The South Hebron Hills were closed down today in his honor, and thousands came to accompany him to his grave in the village cemetery deep in the wadi, at the edge of the desert. Umm al-Khair has never seen such a crowd.
The slopes were alive with people, mostly men, a vast cascade pouring downhill to the grave site. No one, with the possible and intermittent exception of our activists, was wearing a mask. Some men had their faces covered with their white or checked keffiyeh.
The bier passed beside me, the body draped in a Palestinian flag. Women are not supposed to come to the cemetery, so Peg joined them at a high vantage point in the village …
where a ban on photographing the women’s faces, and reticence, prevented her from documenting the tears, prayers, the warm welcome from old and new friends, and the occasional outburst that greeted her.

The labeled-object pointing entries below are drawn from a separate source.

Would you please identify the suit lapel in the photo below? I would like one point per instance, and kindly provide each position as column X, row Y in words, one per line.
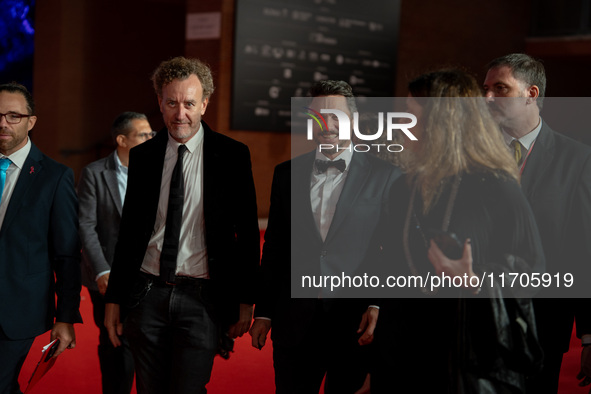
column 110, row 177
column 301, row 206
column 539, row 160
column 30, row 172
column 358, row 174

I couldn’t walk all the way down because of a torn ligament, but I hobbled far enough to be able to hear the eulogy and the prayers. The words were moderate and restrained compared to other speeches I’ve heard. “The Palestinian people continuously faces the forces of oppression, zulum—settlements, army, police, all of them stealing more and more land. We face them here in Umm al-Khair and in Twaneh and in Susya and in Mufagara and in Yata and in al-Khalil and everywhere else. We refuse to give in. We persist, we will face them in the name of Hajj Suleiman, who died a martyr; for his sake, and for the nobility of his soul and his courage, we will go on, if necessary forever, or until justice is done. God will be with us.”
It was like listening to the desert singing, in wave after wave, a threnody for a rare being. A cold, sun-drenched day, the hills of Moav across the River glowing in every crack and crevice. I sat on a rock, trying to believe that Hajj Suleiman, one of the most alive human beings I’ve known, had somehow been compressed into that green-draped bier. I watched the men go down and, an hour later, climb back up. Many friends were there: ‘Ali ‘Awad from Tuba; Nasser from Susya; Ramzi, Harun’s father, from A-Rakiz. Enough tragedy and suffering to go around. Many I didn’t know greeted me with words of welcome. Everyone knows of Ta’ayush in the South Hebron hills.
I was thinking: there is no end to the utter foolishness of Israel; they think they can pen all these people in as if they were goats and leave them to die of sorrow and thirst, they think they can take all their land and kill some of them day by day, and get away with it, since no one even notices, and someday the Palestinians will give up; but the very idea is absurd. Someday there will be an end.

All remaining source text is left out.